JDK-8147832 : JEP 285: Spin-Wait Hints
  • Type: JEP
  • Component: core-libs
  • Sub-Component: java.lang
  • Priority: P4
  • Status: Closed
  • Resolution: Delivered
  • Fix Versions: 9
  • Submitted: 2016-01-20
  • Updated: 2023-01-10
  • Resolved: 2016-06-06
Related Reports
Blocks :  
Relates :  
Relates :  
Relates :  
Sub Tasks
JDK-8147844 :  
Description
Summary
-------

Define an API to allow Java code to hint that a spin loop is being executed.

Goals
-----

Define an API that would allow Java code to hint to the run-time system that it
is in a spin loop. The API will be a pure hint, and will carry no semantic
behaviour requirements (for example, a no-op is a valid implementation). Allow
the JVM to benefit from spin loop specific behaviours that may be useful on
certain hardware platforms. Provide both a no-op implementation and an intrinsic
implementation in the JDK, and demonstrate an execution benefit on at least one
major hardware platform.

Non-Goals
---------

It is not a goal to look at performance hints beyond spin loops. Other 
performance hints, such as prefetch hints, are outside the scope of this JEP.

Motivation
----------

Some hardware platforms benefit from software indication that a spin loop is in 
progress. Some common execution benefits may be observed:

  1. The reaction time of a spin loop may be improved when a spin hint is used 
     due to various factors, reducing thread-to-thread latencies in spinning wait 
     situations;

  2. The power consumed by the core or hardware thread involved in the spin loop 
     may be reduced, benefiting the overall power consumption of a program, and 
     possibly allowing other cores or hardware threads to execute at faster 
     speeds within the same power consumption envelope.

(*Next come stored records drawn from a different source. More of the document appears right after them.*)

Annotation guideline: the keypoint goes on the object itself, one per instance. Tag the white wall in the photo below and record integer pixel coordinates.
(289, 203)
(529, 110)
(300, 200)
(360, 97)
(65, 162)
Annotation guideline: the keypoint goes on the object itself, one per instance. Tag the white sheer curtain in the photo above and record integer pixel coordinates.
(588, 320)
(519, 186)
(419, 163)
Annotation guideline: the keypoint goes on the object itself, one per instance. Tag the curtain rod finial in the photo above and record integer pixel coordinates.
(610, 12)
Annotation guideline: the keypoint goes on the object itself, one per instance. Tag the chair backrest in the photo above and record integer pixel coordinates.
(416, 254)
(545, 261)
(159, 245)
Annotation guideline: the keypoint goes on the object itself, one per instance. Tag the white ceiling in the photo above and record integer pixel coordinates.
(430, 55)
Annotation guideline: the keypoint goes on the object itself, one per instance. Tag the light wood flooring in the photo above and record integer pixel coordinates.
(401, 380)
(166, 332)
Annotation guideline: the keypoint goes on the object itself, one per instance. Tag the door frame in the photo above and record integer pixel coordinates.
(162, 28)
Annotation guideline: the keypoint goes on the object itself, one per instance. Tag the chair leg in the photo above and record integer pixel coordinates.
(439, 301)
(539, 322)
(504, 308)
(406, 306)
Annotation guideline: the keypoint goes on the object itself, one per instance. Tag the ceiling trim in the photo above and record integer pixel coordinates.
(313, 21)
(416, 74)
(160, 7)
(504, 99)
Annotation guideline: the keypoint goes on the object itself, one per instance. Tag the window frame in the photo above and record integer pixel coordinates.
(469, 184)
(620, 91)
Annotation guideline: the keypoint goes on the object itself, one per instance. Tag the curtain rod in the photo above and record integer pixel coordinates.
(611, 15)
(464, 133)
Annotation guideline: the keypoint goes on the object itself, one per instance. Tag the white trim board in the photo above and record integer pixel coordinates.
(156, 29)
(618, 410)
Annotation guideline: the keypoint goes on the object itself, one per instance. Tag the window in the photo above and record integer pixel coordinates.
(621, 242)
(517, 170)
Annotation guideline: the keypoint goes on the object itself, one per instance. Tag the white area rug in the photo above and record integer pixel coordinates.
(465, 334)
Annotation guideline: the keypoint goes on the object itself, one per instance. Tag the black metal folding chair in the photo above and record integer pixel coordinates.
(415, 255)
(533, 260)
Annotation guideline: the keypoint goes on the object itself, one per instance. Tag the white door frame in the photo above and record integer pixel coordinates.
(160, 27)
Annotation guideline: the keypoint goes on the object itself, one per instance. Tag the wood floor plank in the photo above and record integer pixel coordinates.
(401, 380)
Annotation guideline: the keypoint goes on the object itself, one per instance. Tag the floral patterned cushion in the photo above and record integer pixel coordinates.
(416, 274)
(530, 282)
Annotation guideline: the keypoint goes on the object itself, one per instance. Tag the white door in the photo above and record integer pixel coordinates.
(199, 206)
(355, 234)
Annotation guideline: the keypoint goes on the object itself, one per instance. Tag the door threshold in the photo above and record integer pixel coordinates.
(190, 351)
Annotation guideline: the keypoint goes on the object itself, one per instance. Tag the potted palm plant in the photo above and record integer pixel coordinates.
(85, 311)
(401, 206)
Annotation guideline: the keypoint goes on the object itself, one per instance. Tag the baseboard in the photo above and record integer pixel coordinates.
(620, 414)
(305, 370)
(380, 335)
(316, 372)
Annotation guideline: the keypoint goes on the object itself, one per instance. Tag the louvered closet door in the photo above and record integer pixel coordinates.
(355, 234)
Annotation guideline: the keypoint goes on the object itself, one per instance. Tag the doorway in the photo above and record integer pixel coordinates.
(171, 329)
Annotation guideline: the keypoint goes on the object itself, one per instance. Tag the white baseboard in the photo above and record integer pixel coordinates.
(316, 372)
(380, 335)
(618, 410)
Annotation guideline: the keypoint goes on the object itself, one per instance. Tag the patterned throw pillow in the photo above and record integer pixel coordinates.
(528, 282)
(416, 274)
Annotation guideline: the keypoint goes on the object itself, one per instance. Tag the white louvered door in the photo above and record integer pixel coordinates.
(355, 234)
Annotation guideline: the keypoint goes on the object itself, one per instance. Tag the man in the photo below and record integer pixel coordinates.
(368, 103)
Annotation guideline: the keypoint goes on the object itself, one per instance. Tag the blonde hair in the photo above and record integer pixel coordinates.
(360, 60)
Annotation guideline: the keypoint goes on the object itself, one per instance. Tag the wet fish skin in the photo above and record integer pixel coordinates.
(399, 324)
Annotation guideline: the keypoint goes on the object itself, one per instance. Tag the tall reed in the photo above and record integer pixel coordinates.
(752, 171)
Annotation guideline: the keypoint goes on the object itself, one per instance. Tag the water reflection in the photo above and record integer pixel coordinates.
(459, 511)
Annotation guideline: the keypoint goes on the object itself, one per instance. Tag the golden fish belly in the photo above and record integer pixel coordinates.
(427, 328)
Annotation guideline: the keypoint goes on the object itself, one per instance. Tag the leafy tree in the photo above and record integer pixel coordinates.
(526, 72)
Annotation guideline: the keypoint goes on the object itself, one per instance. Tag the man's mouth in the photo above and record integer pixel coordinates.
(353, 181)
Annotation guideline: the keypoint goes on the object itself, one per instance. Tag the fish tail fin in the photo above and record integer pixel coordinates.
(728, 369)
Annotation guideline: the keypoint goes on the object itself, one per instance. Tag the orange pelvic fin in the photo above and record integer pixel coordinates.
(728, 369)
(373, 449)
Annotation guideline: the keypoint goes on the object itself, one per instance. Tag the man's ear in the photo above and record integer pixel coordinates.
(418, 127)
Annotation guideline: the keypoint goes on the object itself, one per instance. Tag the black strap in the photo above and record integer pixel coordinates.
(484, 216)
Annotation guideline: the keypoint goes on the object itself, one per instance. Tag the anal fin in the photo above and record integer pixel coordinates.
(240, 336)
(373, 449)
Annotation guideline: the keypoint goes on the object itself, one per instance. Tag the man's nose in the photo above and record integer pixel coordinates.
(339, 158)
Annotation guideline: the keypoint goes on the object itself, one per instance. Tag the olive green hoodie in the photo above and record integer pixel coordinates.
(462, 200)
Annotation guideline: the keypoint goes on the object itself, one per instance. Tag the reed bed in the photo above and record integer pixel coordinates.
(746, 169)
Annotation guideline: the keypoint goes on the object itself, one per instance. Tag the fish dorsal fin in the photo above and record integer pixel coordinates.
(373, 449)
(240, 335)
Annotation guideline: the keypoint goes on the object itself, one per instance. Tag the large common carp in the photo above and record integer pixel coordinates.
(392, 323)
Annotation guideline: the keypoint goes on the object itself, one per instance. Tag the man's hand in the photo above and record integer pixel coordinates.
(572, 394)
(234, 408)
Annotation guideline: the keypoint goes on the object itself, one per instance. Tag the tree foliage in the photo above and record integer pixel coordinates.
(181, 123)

While long term spinning is often discouraged as a general user-mode programming
practice, short term spinning prior to blocking is a common practice (both
inside and outside of the JDK). Furthermore, as core-rich computing platforms
are commonly available, many performance and latency sensitive applications,
such as the [Disruptor](https://lmax-exchange.github.io/disruptor), use a pattern
that dedicates a spinning thread to a latency critical function and may involve
long term spinning as well.

As a practical example and use case, current x86 processors support a `PAUSE` 
instruction that can be used to indicate spinning behavior. Using a `PAUSE` 
instruction demonstrably reduces thread-to-thread round trips. Due to its 
benefits and widely recommended use, the x86 `PAUSE` instruction is commonly
used in kernel spinlocks, in POSIX libraries that perform heuristic spins prior 
to blocking, and even by the JVM itself. However, due to the inability to hint 
that a Java loop is spinning, its benefits are not available to regular Java 
code.

We include specific supporting evidence: In simple tests performed on a 
E5-2697 v2, measuring the round trip latency behavior between two threads that 
communicate by spinning on a volatile field, round-trip latencies were 
demonstrably reduced by 18-20 nsec across a wide percentile spectrum (from the 
10%'ile to the 99.9%'ile). This reduction can represent an improvement as high 
as 35%-50% in best-case thread-to-thread communication latency, for example
when two spinning threads execute on two hardware threads that share a physical
CPU core and an L1 data cache. The full listing of the test may be found
[here](https://github.com/giltene/GilExamples/blob/master/SpinWaitTest).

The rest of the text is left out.